In den Jahren 2011 und 2014 nahm das Vereinigte Königreich an Überwachungsmaßnahmen der Kommission und des OLAF teil, mit denen bestimmten Gefahren des Betrugs durch Unterbewertung entgegengewirkt werden sollte. Das Vereinigte Königreich wandte jedoch weder die anhand der Methode des OLAF ermittelten “niedrigsten annehmbaren Preise“ an, noch setzte es die von seinen Behörden nach einer solchen Maßnahme erlassenen zusätzlichen Zahlungsaufforderungen um. Bei mehreren bilateralen Treffen empfahl das OLAF den zuständigen Behörden des Vereinigten Königreichs, auf die unionsweiten Risikoindikatoren in Form der “niedrigsten annehmbaren Preise“ zurückzugreifen. Das OLAF wies darauf hin, dass betrügerische Einfuhren in das Vereinigte Königreich wegen der unzureichenden Kontrollen durch dessen Zollbehörden erheblich zugenommen hätten, wobei auf andere Mitgliedstaaten abzielende betrügerische Handlungen in das Vereinigte Königreich verlagert worden seien. Nach den Angaben des OLAF folgte das Vereinigte Königreich den Empfehlungen jedoch nicht, sondern überführte die betreffenden Waren ohne angemessene Zollkontrollen in den freien Verkehr im Binnenmarkt. Deshalb sei ein erheblicher Teil der geschuldeten Zölle weder erhoben noch der Europäischen Kommission zur Verfügung gestellt worden. 

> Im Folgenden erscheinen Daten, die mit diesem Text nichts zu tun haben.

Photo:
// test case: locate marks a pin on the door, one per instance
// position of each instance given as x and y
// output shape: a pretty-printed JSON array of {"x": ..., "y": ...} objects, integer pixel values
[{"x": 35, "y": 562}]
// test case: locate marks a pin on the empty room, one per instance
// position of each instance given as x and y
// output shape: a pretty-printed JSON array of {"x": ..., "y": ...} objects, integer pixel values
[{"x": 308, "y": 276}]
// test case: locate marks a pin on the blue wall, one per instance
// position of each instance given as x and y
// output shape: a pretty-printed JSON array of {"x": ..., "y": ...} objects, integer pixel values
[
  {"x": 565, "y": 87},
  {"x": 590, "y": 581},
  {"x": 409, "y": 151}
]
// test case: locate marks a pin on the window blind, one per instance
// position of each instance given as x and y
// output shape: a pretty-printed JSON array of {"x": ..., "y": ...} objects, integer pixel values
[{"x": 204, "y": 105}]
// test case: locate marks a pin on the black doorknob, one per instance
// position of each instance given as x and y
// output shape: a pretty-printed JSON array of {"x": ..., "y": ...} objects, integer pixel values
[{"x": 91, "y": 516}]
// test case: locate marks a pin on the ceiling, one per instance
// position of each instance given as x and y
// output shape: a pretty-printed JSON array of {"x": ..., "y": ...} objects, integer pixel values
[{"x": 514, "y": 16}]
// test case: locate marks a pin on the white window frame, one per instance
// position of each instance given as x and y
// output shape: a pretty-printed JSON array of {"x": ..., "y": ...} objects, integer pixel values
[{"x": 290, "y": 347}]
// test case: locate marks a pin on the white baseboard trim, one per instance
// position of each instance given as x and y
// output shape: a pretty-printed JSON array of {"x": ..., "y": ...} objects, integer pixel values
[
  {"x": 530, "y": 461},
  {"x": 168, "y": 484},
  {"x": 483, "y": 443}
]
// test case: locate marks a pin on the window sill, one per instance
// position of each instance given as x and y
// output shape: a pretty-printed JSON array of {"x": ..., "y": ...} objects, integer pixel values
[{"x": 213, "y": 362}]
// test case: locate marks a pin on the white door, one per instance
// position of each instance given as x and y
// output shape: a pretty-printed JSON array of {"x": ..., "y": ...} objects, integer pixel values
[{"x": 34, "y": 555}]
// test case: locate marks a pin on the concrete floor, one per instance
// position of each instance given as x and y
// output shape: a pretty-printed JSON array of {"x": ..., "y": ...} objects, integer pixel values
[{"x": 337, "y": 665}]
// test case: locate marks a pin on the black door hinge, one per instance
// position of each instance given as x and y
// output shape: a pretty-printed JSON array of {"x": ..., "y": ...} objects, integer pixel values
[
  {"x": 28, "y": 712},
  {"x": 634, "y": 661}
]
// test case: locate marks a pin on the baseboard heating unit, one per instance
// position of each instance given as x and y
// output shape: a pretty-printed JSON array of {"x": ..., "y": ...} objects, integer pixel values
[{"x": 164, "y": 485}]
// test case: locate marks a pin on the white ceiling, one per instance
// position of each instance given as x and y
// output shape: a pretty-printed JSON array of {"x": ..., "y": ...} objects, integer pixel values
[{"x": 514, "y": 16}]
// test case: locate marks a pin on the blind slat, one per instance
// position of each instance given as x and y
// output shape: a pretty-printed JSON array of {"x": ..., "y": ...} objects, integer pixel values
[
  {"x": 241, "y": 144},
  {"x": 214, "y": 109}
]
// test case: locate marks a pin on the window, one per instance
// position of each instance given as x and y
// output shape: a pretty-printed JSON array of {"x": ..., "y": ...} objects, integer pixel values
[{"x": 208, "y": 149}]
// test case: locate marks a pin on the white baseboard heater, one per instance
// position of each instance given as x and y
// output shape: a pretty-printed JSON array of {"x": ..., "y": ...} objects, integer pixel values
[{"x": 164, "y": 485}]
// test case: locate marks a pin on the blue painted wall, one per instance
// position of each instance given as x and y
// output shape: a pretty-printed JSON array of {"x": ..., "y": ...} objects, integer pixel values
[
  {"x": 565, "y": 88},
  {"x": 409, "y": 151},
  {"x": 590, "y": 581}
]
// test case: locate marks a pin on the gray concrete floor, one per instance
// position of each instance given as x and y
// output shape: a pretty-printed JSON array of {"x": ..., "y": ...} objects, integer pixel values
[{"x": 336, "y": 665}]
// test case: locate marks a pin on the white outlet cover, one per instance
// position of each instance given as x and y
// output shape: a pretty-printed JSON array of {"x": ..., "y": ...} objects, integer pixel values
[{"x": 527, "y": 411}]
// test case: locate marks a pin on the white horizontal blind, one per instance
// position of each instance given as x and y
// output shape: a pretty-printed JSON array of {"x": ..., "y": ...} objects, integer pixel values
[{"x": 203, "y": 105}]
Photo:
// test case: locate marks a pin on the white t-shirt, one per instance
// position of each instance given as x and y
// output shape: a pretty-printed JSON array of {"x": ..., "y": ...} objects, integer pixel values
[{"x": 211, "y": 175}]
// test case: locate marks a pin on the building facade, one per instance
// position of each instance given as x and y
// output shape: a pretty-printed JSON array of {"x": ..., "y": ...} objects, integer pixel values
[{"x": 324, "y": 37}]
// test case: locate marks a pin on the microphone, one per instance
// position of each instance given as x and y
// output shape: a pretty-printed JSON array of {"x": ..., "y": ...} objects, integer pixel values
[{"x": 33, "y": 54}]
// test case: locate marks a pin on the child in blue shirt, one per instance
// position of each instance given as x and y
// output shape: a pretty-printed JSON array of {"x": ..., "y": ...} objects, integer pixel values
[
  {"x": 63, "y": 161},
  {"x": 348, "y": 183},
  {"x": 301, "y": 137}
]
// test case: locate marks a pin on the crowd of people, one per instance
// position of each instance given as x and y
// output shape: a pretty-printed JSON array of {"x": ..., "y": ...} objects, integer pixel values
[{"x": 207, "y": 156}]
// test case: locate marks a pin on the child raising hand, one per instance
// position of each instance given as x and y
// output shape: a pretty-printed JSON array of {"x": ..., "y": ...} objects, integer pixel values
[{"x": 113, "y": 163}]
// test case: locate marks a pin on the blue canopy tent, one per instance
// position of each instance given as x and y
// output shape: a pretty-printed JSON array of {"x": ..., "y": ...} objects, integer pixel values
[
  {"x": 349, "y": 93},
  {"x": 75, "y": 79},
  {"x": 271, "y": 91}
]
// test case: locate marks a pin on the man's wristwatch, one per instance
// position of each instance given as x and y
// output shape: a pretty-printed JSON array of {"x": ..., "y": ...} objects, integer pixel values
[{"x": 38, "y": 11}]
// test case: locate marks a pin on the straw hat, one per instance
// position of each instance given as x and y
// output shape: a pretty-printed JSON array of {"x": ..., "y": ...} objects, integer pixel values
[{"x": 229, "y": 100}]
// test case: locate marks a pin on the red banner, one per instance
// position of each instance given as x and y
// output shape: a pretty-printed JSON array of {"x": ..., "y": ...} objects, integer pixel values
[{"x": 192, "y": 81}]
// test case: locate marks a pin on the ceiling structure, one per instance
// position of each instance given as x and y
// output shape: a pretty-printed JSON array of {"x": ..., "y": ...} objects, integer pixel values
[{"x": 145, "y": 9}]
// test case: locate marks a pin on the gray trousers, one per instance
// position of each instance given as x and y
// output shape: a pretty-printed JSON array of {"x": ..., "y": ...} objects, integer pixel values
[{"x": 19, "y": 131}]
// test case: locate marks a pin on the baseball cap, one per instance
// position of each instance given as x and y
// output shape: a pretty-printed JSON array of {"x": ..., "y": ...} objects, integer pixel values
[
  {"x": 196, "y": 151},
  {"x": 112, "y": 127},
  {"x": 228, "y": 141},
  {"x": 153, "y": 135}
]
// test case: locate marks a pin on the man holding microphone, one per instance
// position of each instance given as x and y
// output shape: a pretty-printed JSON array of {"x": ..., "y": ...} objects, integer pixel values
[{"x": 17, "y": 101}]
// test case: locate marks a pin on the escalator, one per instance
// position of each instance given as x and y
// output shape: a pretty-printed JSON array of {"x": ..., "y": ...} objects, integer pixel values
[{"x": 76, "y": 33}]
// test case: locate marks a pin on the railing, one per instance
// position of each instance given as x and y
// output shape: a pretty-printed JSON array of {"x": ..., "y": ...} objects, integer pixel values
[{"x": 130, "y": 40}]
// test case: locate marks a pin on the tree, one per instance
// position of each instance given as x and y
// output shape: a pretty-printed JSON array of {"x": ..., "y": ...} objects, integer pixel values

EuGH gibt Klage teilweise statt

Die Kommission erhob Klage auf Feststellung, dass das Vereinigte Känigreich gegen seine Verpflichtungen aus den Rechtsvorschriften der Union über die Kontrolle und Überwachung im Bereich der Einziehung der Eigenmittel, das Zollrecht und die Mehrwertsteuer verstoßen habe. Der Gerichtshof hat der Klage nun teilweise stattgegeben. Das Vereinigte Königreich habe hinsichtlich bestimmter Einfuhren von Textilien und Schuhen aus China weder wirksame Zollkontrollen vorgenommen noch die korrekten Zollbeträge buchmäßig erfasst. Es habe auch nicht der Kommission die korrekten Beträge an traditionellen Eigenmitteln zur Verfügung gestellt und der Kommission nicht alle Informationen übermittelt, die erforderlich gewesen seien, um die noch geschuldeten Zölle und Eigenmittel zu berechnen. Es sei zulässig, dass die Kommission zur Berechnung auf eine auf statistischen Daten beruhende Methode gesetzt habe. Allerdings seien die von der Kommission geltend gemachten Verluste an Eigenmitteln unstimmig, sodass die noch auszugleichenden Verluste an Eigenmitteln der Union neu berechnet werden müssten.

EuGH, Urteil vom 08.03.2022 - C-213/19

Redaktion beck-aktuell, 8. März 2022.